When you ^C to emerge, the Scheduler._terminate_tasks method sends SIGTERM to direct child processes, and then it waits for them to terminate. It may help if we also add a timeout, and send a SIGKILL if the SIGTERM cause it to terminate in a reasonable amount of time (10 seconds or so).
Actually, I was about to file a bug when i found this one about ...why not turn it into a feature? My suggestion: Ctrl+C kills emerge and all of its subprocesses. Sending it a signal (SIGUSR1 for example) could instead make it finish the currently running compiles/merges and then *not* proceed with the scheduled merges? E.g. make it finish gracefully. The current behavior (for which this bug was opened) also happens in 2.1.11.62. And I find it quite a nuisance, since it needs an explicit kill -9 to stop.
(In reply to comment #5) > The current behavior (for which this bug was opened) also happens in > 2.1.11.62. And I find it quite a nuisance, since it needs an explicit kill > -9 to stop. Just FYI, a HUP signal to the python process does the trick. It seems python is responsive even if the code its executing is not. If you Ctrl+Z'ed it, you just have to be sure to run "fg" to let it receive and react to the signal.
(In reply to comment #5) > My suggestion: > Ctrl+C kills emerge and all of its subprocesses. If it sends SIGKILL first then we risk losing potentially useful output, such as the traceback captured in bug 463960, comment #26. In order to avoid losing useful information like that, I think it's better to use a timeout. Alternatively, we could send SIGKILL if more than one SIGINT signal is received. > Sending it a signal (SIGUSR1 for example) could instead make it finish the > currently running compiles/merges and then *not* proceed with the scheduled > merges?

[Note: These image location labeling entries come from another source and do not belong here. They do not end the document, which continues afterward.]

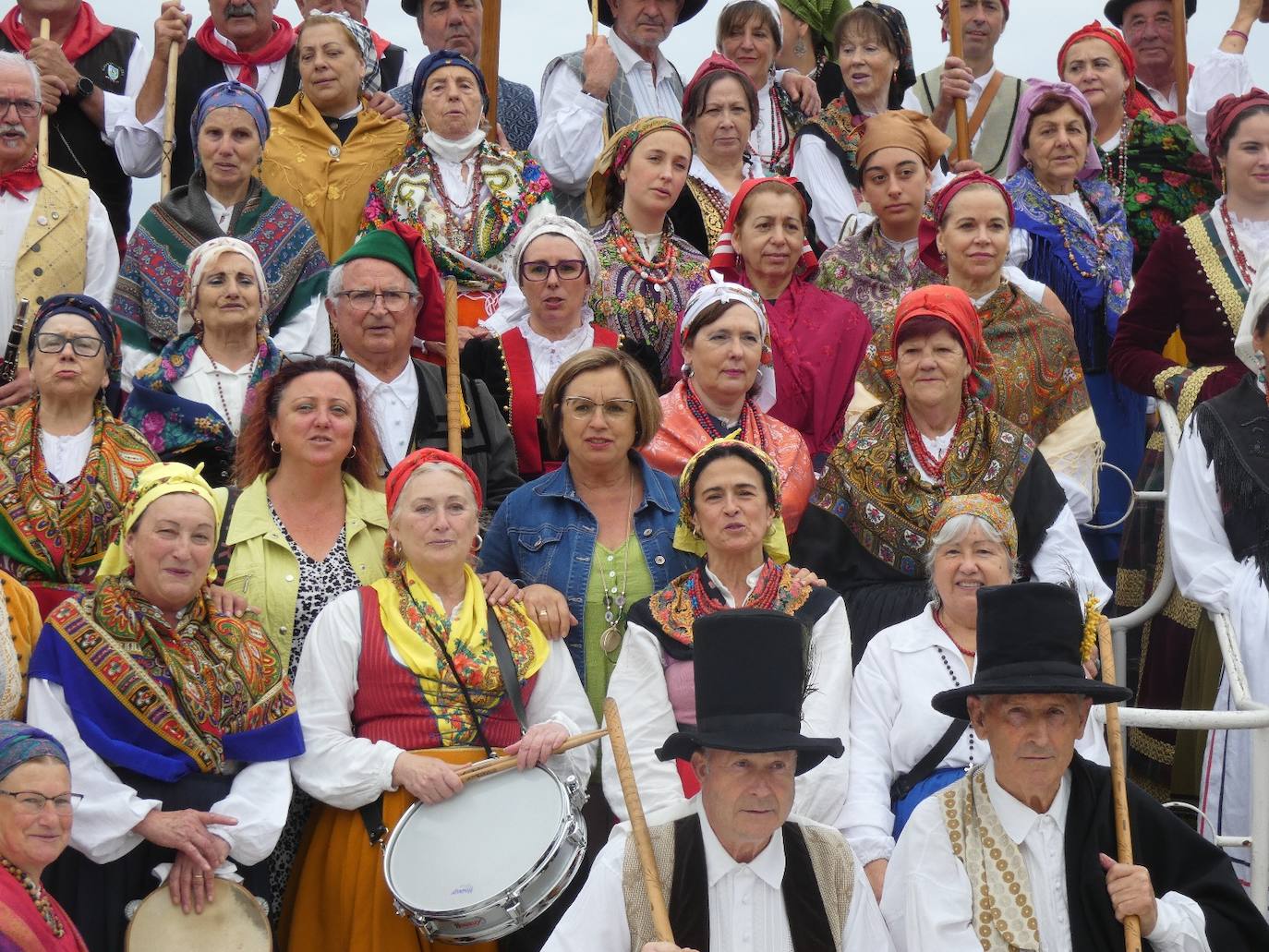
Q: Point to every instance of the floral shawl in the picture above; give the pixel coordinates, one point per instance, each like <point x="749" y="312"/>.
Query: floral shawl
<point x="174" y="424"/>
<point x="54" y="535"/>
<point x="1037" y="382"/>
<point x="515" y="185"/>
<point x="168" y="702"/>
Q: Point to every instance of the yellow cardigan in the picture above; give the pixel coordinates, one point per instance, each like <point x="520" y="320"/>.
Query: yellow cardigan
<point x="328" y="180"/>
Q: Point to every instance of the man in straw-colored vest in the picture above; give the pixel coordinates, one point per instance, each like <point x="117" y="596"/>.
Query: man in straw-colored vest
<point x="737" y="873"/>
<point x="1018" y="853"/>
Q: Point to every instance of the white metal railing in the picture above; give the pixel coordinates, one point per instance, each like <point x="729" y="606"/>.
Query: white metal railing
<point x="1248" y="714"/>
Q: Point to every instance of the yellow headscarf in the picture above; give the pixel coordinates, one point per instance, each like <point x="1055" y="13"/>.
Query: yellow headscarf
<point x="776" y="542"/>
<point x="155" y="481"/>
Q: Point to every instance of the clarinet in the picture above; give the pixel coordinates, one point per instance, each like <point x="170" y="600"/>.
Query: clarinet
<point x="9" y="368"/>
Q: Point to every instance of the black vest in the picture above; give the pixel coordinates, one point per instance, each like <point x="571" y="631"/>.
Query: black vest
<point x="199" y="71"/>
<point x="75" y="144"/>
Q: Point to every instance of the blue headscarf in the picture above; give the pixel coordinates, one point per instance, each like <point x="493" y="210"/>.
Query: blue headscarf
<point x="20" y="742"/>
<point x="229" y="94"/>
<point x="438" y="60"/>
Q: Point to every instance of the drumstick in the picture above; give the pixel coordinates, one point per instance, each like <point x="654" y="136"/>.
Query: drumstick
<point x="962" y="124"/>
<point x="453" y="383"/>
<point x="638" y="823"/>
<point x="501" y="765"/>
<point x="43" y="117"/>
<point x="1115" y="741"/>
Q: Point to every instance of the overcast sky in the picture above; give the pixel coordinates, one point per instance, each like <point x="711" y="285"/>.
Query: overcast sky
<point x="535" y="30"/>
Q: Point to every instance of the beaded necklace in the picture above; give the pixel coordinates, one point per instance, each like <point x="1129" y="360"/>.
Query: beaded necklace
<point x="37" y="895"/>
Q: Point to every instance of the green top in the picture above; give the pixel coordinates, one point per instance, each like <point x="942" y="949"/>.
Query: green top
<point x="623" y="569"/>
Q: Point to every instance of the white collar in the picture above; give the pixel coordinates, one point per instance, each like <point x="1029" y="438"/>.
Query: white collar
<point x="1017" y="817"/>
<point x="767" y="866"/>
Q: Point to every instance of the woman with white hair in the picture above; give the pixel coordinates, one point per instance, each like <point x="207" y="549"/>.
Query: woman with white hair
<point x="556" y="265"/>
<point x="901" y="749"/>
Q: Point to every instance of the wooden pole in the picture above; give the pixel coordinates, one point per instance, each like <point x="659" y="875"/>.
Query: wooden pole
<point x="453" y="382"/>
<point x="1118" y="786"/>
<point x="43" y="117"/>
<point x="490" y="38"/>
<point x="962" y="122"/>
<point x="169" y="121"/>
<point x="638" y="823"/>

E.g. make it finish gracefully. I think the graceful exit is a good default, but it will be better if enhanced with a timeout and translation of multiple SIGINT to SIGKILL. > The current behavior (for which this bug was opened) also happens in > 2.1.11.62. And I find it quite a nuisance, since it needs an explicit kill > -9 to stop. Yes, it is certainly annoying.
This suggests several different signals should be sent before a SIGKILL is: http://pthree.org/2012/08/14/appropriate-use-of-kill-9-pid/
I am still suffering this with 2.2.8-r1 (just hit)
According to the article "Proper handling of SIGINT/SIGQUIT", the only proper way to exit due to SIGINT would be essentially as follows: void sigint_handler(int sig) { [do some cleanup] signal(SIGINT, SIG_DFL); kill(getpid(), SIGINT); } Our current code doesn't do that, so that's something to fix. We should certainly avoid calling signal.signal(signal.SIGINT, signal.SIG_IGN) and leaving it in that state (that's what we do now).
I've experienced this bug just now, and use SIGUSR1 + pdb to get some insight into what causes it. The problem is that in Scheduler there are 2 system packages in self._merge_wait_scheduled, and they are also in self._running_tasks (which keeps the main loop running). These tasks have been cancelled by self._terminate_tasks, and cleared from self._task_queues.merge. So, they're just sitting there in a cancelled state, keeping the loop running.
This patch seems to work for me: https://github.com/gentoo/portage/pull/43
Posted for review: https://archives.gentoo.org/gentoo-portage-dev/message/bf102d1a2558b43655bf17251ca9b53d
This is in the master branch: https://gitweb.gentoo.org/proj/portage.git/commit/?id=d54a795615ccb769a25a0f8d6cc15ba930ec428f
Fixed in portage-2.3.3.